After nearly 30 years with WCS, Wharton retired in 2007 from WCS as Director of City Zoos (Prospect Park Zoo, Queens Zoo, as well as Central Park Zoo) to become Senior Vice President of Conservation Science at Chicago Zoological Society. “Two of the major players at CZS were President Stuart Strahl and Senior VP of Education, Alejandro Grajal, two highly-valued colleagues who also came from WCS,” he noted. “They were looking at restructuring the animal and conservation science departments and a new position evolved – and I was lucky enough to be given the opportunity to assume this position.”

@ CZS

@ CZS

Wharton had a number of responsibilities. “The Brookfield Zoo needed some upgrades and replacements of exiting exhibits," Wharton stated. "For instance, polar bears and other bears were in grottos that were completely out of date and a high priority for all of us was to develop what was to become the Great Bear Wilderness, an exhibit complex with both brown bears and polar bears, and bison. It also became another venue for the 'Language of Conservation.;”

@ CZS

@ CZS

Also important was the development of the CZS’s animal welfare programs. “On the science side, we developed the Center for the Science of Animal Welfare,” Wharton elaborated. “It was a very exciting concept and we were able to get to a place where we really knew how to develop the tools to be able to assess animal behavior with a detailed look at their overall psychological health. It wasn’t just assessing animal stress but also animal well-being in what I liked to call ‘animal-directed management.
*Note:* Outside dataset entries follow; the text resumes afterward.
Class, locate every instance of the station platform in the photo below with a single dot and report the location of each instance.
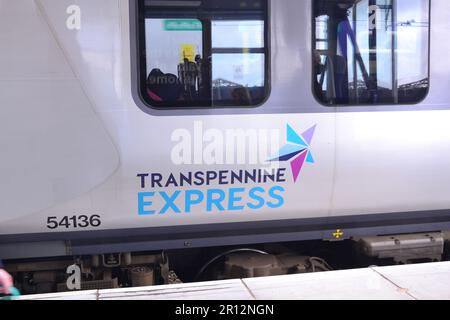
(411, 282)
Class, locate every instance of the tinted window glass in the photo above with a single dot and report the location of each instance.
(206, 53)
(371, 51)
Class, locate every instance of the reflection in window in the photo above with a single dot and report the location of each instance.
(203, 56)
(371, 51)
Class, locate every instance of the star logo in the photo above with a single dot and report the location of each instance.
(296, 150)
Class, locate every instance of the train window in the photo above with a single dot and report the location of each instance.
(371, 51)
(203, 53)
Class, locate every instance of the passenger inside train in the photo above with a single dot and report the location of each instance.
(210, 56)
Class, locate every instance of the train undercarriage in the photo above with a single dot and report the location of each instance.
(137, 269)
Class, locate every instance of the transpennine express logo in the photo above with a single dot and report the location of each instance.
(234, 188)
(296, 150)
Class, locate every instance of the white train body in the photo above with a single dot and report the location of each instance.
(75, 145)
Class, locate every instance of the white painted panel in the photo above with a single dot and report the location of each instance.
(54, 148)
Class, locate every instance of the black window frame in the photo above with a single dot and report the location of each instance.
(141, 60)
(357, 106)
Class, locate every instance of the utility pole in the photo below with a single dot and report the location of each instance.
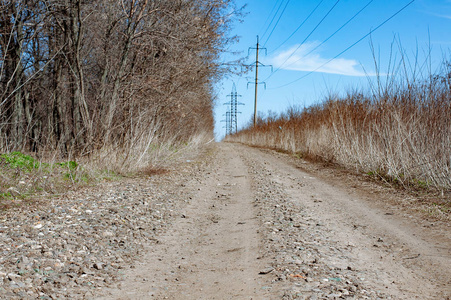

Working with the scientists Nadja Wielebnowski and Jason Watters at CSAW was a really exciting part of my tenure with CZS. The hosting of animal welfare symposia and the development of animal assessment tools (as well as the science to make this possible) was an important step forward in zoo animal management and will continue to be an important part of the zoo profession’s future development.”

@ CZS

@ CZS

In 2011, Wharton retired for the second time. “You come to a place where you have to commit to six or ten more years or decide if you are at an obvious stopping point,” he remembered. “That’s essentially what it all boils down to, especially when you consider that imagination is always going to be beyond budget, and all the more so during an economic downturn.”

@ CZS

@ CZS

To this day, Wharton thinks about the future of zoos and their role in conservation. “There are a lot of things I would be interested in pursuing further if I were still actively involved,” he concluded. “For instance, I believe we could develop programs to find, encourage, and train those kids (like many of us used to be) who are right now passionately involved with their brilliantly-managed terrariums/aquariums and other animal projects. And for a long time, I’ve been interested in our collective obsession on how zoos can play much bigger roles in wildlife conservation. There are unique opportunities that only zoos are pre-adapted to take on, in fact the possibilities are so numerous that it invokes the famous statement from Peanuts’ Charlie Brown: ‘In all this world, there is no heavier burden than great potential.’ I am confident that we will realize it sooner or later.”